A similar OS trend favouring T+D+CT over CT was also observed among those with STK11wt (median 17.2 vs 13.4 months; HR, 0.70). In this subgroup, more patients on the combination regimen were alive at 3 years compared with those who were receiving CT (32 percent vs 20 percent).

T+D+CT continued to trump CT in participants with KEAP1 (median OS 13.7 vs 8.7 months; HR, 0.43 [m] and 14.0 vs 12.2 months; HR, 0.75 [wt]) and KRAS mutations (median OS 25.7 vs 10.4 months; HR, 0.55 and median 17.1 vs 14.4 months; HR, 0.78, respectively).

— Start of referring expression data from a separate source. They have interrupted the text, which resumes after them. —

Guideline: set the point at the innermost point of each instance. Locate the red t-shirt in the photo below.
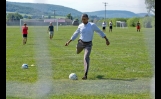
(24, 30)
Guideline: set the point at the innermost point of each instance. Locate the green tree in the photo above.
(69, 16)
(150, 5)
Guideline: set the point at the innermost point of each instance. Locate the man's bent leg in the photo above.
(79, 47)
(87, 51)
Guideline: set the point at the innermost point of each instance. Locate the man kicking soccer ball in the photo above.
(86, 31)
(24, 33)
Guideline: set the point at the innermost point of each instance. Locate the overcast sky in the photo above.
(136, 6)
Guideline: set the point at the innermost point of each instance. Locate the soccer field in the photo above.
(122, 70)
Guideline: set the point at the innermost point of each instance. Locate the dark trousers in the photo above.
(87, 46)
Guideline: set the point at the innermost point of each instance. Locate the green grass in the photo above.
(122, 70)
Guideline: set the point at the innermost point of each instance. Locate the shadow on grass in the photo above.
(126, 79)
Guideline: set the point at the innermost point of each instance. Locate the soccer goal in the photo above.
(38, 22)
(121, 24)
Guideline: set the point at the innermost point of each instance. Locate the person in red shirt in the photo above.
(138, 26)
(24, 33)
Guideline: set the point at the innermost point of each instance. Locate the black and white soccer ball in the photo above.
(73, 76)
(24, 66)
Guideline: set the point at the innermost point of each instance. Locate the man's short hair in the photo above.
(84, 15)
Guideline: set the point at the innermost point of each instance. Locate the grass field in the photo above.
(122, 70)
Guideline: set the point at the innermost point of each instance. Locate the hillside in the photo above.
(44, 8)
(113, 14)
(48, 9)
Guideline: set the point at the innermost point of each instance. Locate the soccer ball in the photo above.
(73, 76)
(24, 66)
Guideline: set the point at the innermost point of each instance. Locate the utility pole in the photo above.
(105, 9)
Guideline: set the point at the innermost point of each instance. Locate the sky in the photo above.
(136, 6)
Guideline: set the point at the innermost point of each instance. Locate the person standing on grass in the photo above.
(104, 26)
(138, 26)
(86, 31)
(110, 26)
(24, 33)
(51, 30)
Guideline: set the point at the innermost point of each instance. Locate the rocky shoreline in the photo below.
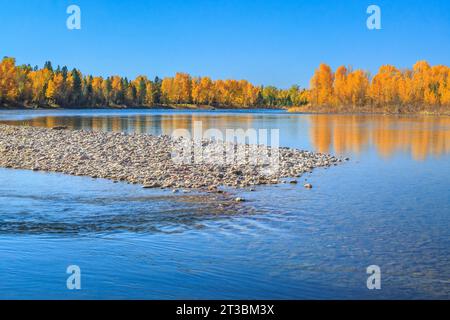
(143, 159)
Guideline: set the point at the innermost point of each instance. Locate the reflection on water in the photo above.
(420, 136)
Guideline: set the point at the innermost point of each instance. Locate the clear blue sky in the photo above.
(271, 42)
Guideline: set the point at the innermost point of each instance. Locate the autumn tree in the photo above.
(322, 86)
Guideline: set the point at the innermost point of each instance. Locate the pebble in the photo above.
(145, 159)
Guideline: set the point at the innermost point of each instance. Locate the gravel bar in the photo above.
(144, 159)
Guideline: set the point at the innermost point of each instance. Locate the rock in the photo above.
(59, 128)
(151, 185)
(144, 159)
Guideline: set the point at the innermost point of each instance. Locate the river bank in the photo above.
(146, 159)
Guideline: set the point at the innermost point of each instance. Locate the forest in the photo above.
(422, 88)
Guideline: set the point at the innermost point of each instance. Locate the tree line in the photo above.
(26, 86)
(421, 88)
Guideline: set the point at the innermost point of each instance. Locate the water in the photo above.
(388, 206)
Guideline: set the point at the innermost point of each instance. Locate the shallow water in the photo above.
(388, 206)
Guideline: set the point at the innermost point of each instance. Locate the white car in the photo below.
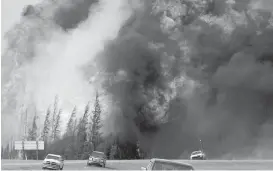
(97, 157)
(163, 164)
(198, 155)
(53, 161)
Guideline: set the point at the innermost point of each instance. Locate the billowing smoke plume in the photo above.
(176, 72)
(202, 73)
(45, 57)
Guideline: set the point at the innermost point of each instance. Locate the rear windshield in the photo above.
(52, 157)
(97, 154)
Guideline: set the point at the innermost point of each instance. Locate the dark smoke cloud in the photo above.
(223, 52)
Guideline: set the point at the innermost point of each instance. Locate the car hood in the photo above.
(96, 158)
(52, 160)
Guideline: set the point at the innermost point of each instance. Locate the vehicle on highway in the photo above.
(98, 158)
(53, 161)
(198, 155)
(163, 164)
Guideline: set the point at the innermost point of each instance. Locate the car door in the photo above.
(62, 161)
(150, 165)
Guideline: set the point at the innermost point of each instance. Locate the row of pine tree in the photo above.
(80, 138)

The incidence of serious adverse events (AEs) was higher with T+D+CT vs CT (28 percent vs 18 percent), but no new safety signals were identified based on the serious AEs collected during the long-term follow-up.

“[A]fter a median follow-up of approximately 4 years, [our findings] demonstrate the durable long-term OS benefit of adding a limited course of tremelimumab to durvalumab and four cycles of CT,” said the researchers.

“These data support the use of this regimen as a first-line treatment option for patients with mNSCLC, including harder-to-treat mutational subgroups such as STK11, KEAP1, or KRAS mutations,” they concluded.